1. How do you ensure your organization and its activities are aligned with your “core values”?
Elaine Construction’s culture is strong and ever present. Family, Philanthropy, Service – to our Clients, Employees, and Partners is both the legacy and future of this company. We value equity in the workplace, which for us, extends into the field. How do we do this? We are aligned in these values because we live them, and work to achieve balance among them. When you come to work at Elaine, you become a part of the family. We are invested in your success, health, and happiness, and in turn, you ours. Service to others is not relegated to a distinct time during the year, but carried out in many different ways throughout the year. We build, serve a meal, gather gifts and toiletries, and food, lend an ear, and more.
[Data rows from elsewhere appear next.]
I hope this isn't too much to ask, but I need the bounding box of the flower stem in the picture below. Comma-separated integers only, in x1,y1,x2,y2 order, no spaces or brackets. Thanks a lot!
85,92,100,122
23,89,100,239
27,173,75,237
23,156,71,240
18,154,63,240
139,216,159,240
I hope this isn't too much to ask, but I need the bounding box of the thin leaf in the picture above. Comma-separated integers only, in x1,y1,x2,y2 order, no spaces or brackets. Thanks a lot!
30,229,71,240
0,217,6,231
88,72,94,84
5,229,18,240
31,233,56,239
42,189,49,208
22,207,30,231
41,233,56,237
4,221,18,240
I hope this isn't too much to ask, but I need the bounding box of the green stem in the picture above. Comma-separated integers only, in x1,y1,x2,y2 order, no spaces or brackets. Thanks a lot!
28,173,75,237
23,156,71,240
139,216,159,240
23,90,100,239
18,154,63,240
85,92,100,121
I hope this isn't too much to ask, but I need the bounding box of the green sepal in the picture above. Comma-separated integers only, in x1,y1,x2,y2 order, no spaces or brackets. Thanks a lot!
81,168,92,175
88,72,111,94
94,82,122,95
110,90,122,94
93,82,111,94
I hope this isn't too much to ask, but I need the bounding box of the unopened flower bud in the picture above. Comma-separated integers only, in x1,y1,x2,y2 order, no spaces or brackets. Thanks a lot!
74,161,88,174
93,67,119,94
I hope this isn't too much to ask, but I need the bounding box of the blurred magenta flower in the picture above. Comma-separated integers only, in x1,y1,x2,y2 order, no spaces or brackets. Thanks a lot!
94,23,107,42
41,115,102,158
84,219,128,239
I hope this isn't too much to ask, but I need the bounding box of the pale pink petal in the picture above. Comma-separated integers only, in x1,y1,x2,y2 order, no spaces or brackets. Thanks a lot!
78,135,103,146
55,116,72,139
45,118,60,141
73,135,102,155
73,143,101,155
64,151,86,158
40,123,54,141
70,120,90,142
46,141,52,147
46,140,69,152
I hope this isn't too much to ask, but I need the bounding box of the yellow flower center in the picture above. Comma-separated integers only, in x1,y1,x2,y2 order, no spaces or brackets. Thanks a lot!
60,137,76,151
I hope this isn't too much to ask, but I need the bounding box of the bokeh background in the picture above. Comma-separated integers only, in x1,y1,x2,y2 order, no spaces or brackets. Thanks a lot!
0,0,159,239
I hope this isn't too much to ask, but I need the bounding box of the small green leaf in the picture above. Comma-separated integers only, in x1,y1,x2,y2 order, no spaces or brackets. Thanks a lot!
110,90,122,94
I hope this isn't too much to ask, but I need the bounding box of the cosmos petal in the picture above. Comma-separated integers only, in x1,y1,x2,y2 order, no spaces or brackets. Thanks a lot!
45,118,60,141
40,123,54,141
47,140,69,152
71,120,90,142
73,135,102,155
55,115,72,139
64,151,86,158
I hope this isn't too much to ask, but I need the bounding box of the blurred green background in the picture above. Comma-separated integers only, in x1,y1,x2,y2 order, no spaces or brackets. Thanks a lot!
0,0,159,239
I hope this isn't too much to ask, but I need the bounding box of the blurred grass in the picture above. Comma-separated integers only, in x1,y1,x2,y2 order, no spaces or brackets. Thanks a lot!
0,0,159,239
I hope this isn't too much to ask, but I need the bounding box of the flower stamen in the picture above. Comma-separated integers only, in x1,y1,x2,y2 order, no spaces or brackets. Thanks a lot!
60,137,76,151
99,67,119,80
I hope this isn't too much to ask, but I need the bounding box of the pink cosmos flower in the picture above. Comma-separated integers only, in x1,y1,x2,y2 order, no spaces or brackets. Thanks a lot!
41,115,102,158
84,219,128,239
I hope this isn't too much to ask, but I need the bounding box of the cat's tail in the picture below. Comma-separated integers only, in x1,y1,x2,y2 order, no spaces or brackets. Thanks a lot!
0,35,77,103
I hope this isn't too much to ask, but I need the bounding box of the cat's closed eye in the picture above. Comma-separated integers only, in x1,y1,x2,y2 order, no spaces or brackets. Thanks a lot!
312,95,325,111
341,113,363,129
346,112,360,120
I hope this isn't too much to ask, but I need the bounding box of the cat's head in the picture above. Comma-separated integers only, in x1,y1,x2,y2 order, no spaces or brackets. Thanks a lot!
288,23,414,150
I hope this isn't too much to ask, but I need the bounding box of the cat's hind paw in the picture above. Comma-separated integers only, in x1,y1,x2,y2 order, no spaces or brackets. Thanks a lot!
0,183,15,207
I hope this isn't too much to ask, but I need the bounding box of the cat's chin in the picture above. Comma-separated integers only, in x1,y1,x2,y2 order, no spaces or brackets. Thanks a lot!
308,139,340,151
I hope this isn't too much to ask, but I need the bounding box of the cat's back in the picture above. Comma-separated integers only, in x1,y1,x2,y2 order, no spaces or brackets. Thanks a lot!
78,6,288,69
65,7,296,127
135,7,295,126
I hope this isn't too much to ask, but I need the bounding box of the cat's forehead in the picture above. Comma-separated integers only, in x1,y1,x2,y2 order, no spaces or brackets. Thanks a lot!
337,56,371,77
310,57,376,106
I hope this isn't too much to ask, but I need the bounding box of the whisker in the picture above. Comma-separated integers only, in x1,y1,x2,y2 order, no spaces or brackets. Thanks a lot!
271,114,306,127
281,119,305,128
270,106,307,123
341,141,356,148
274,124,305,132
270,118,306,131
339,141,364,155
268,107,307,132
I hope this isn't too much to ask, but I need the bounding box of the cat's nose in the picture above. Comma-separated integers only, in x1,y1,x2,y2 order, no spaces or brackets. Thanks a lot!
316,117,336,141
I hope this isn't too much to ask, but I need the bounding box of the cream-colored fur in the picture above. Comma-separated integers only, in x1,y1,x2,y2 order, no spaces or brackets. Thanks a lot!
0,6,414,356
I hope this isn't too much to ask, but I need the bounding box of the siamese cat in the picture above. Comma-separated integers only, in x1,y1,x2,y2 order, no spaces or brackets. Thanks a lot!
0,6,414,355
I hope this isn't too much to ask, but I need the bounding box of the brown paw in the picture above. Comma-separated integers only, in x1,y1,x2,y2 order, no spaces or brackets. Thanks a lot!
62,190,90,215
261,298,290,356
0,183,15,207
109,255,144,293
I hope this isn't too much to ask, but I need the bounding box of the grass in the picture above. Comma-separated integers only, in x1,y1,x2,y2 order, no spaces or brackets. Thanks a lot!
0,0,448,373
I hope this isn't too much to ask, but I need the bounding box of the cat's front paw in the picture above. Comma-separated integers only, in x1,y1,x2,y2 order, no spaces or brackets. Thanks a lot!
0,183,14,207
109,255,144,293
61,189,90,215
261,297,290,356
These activities bond us and help us develop an appreciation for the abundance that surrounds us.
2. How do you support gender equality in the workplace?
We are a third generation, family owned, woman certified business enterprise. We proudly promote these attributes, and believe that in doing so we attract a diversity of employees to our workplace. Elaine Construction was one of the very first companies to sign Mayor Marty Walsh’s 100% Talent Compact – a program led by former Lt. Governor Evelyn Murphy that uses a toolkit to analyze pay in organizations, ultimately ensuring parity.
3. What motivates you as a leader?
Stewardship of this company that was founded by my grandfather, Leo Wexler, named for my grandmother Elaine Wexler Kopans, who sustained the business after my grandfather’s passing, and before my father ran the company, motivates me. As a leader I think often of my four children and the example I want to set for them. I hope to leave them in the knowledge that they can be both strong and kind, and that these are not mutually exclusive attributes.
4. What do you think is the most significant barrier to female leadership?
I believe that barriers to female leadership start early by messaging gender appropriate careers. Clearly that message was not delivered to me, or I would not be in construction. Values and interests should be encouraged and explored, not defined by gender. I believe our educational institutions play an important role in disrupting this norm and encourage them to embrace it.
5. Can you name a person who has had a tremendous impact on you as a leader / mentor? Why and how did this person impact your life?
My father has been the most influential person in my life. I am blessed to have grown up in the business working side by side with him. He is my confidant, my advocate, and my greatest supporter. When he passed the torch to me in 2001, he had prepared me well for my role as President of Elaine Construction.
6. What advice would you give to women trying to break into the industry?
Women need not try to break into the construction industry. The door is wide open. We welcome you, and need you to ensure its success and viability. We encourage young women and those looking to make a career change to let go of their preconceived notions of this industry. Construction is a career that offers many avenues for success – and women do succeed. You can too.